事故を起こすと「君の言っていたことは正しかった」と言ってもらえるのですが
当時、私は周りから「少し変わった人」扱いをされていた気がします。

今では信じられませんが、15年くらい前はそんな時代、環境だったのです。




更に、当時 私は助手席に座ると何も言わずに
「カチッ」とシートベルトをつけていました。
すると「何、俺の運転が信用できないわけ?」と
よく友達から言われたものです。
助手席に座っていた人(シートベルト未着用)が事故に遭い
フロントガラスに吹っ飛んで、
頬と口が貫通するケガを負いました。
私はその時、その場に立ち会った経験があるので
私は大学時代からそういう意識が高かったのです。




私は13年前に会社の上司と魚釣りに行きました。
ありがたいことに、その上司が車を出してくれて運転してくれました。
しかし、その上司は通常の飲酒運転どころか、
缶ビールを飲みながら運転していました。
事故を起こしたら嫌だと思いながらも、
当時上司にそれを注意するなんてことはできませんでした。
私だけ車を降りて「飲酒事故が怖いから電車で帰ります」などと言える訳がありませんが
今考えると恐ろしい事で、今 私は五体満足に生きていることを
奇跡だと思っています。




やっと時代が変わりました。
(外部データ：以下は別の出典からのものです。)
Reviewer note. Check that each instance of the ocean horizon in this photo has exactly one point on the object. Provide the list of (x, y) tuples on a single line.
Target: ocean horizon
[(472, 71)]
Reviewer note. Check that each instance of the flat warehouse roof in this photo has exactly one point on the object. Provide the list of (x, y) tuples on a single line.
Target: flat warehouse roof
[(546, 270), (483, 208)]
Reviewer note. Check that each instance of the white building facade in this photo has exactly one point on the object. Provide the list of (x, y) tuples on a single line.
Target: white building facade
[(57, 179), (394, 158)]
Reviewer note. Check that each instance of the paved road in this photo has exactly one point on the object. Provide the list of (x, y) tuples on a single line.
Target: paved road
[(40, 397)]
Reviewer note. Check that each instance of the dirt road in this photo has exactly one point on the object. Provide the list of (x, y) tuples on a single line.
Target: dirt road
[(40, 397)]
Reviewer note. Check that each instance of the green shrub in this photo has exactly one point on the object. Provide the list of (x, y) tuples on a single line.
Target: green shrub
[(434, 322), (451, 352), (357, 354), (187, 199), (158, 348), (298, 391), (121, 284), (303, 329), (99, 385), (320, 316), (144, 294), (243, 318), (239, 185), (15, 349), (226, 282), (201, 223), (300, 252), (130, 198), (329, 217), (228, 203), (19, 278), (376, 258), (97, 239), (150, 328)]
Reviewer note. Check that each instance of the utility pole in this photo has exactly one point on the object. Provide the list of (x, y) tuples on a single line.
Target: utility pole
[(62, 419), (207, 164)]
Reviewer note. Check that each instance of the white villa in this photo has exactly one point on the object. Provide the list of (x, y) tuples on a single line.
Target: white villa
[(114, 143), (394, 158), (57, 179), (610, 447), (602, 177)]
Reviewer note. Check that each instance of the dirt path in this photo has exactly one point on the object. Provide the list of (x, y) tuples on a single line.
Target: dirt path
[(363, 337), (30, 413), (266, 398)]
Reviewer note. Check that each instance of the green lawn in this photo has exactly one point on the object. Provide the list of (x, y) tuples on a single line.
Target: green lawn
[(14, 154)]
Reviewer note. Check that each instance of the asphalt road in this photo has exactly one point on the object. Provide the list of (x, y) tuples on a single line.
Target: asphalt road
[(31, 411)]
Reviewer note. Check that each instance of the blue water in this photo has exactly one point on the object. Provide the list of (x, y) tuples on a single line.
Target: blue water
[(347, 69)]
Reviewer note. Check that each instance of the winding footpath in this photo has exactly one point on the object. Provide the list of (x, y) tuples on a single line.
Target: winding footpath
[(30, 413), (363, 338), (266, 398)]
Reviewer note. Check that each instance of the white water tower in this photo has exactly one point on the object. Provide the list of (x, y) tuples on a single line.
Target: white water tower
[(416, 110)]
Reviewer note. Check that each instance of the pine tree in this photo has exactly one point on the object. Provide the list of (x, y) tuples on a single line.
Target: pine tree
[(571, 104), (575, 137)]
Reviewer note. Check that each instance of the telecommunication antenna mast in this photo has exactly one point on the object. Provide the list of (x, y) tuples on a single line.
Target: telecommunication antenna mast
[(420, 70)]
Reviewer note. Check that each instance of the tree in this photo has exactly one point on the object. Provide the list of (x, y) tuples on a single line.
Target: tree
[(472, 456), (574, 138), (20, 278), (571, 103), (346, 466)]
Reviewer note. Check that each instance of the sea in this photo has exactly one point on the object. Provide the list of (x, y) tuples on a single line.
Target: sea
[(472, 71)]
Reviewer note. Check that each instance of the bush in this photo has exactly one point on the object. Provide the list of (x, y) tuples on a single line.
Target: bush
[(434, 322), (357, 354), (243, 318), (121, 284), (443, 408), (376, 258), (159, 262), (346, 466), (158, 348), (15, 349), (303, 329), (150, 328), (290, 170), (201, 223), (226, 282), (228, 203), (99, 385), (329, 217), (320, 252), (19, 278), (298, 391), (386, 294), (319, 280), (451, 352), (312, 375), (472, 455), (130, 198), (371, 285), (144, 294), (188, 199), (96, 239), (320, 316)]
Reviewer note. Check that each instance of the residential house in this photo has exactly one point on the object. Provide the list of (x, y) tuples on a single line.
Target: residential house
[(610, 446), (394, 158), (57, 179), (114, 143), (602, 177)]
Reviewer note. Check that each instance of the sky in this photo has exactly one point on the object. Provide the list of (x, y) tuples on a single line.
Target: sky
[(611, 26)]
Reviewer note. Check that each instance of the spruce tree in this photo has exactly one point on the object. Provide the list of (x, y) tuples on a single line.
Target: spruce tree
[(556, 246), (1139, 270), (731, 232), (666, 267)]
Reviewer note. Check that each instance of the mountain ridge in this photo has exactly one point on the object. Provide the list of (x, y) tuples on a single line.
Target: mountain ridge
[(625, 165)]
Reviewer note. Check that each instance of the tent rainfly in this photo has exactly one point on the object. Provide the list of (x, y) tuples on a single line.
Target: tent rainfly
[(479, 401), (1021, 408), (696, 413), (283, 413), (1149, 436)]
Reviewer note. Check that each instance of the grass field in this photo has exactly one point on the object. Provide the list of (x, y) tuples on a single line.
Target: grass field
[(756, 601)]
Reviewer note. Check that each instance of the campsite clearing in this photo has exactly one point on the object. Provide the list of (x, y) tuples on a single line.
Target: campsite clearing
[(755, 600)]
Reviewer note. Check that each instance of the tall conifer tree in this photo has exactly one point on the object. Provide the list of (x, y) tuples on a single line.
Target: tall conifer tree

飲酒運転やシートベルト違反は法律に抵触するようになりました。

しかし、その名残はまだあります。
大勢で飲んだ時に、飲酒運転をしようとしている人が居て
「幇助になって、私も罪に問われる可能性があるから、
帰りは運転しないでください」と言うと
笑顔で「前も大丈夫だったし、今日も大丈夫だよ^^」と切り替えされてしまうものです。




その時、真顔で「止めてください」と言えませんし、
「止めてください」と言ったらおそらく喧嘩になります。




更に、取引先の偉い方がこういうことを言ったらまず反論できませんし、
正月の親戚との大宴会でさほど親しくない親戚が
飲酒運転をしようとした場合にも注意しにくいと思います
(後者のケースは幇助が適用されますから絶対に飲酒運転させてはいけません)。




時代が変わったとは言え、まだ完全に変わり切ったと言えないので
こういう状況になると困ってしまいます。
少しでも「ダメだよ、飲酒運転は!」と賛同してくれる人が増えることを願うのみです。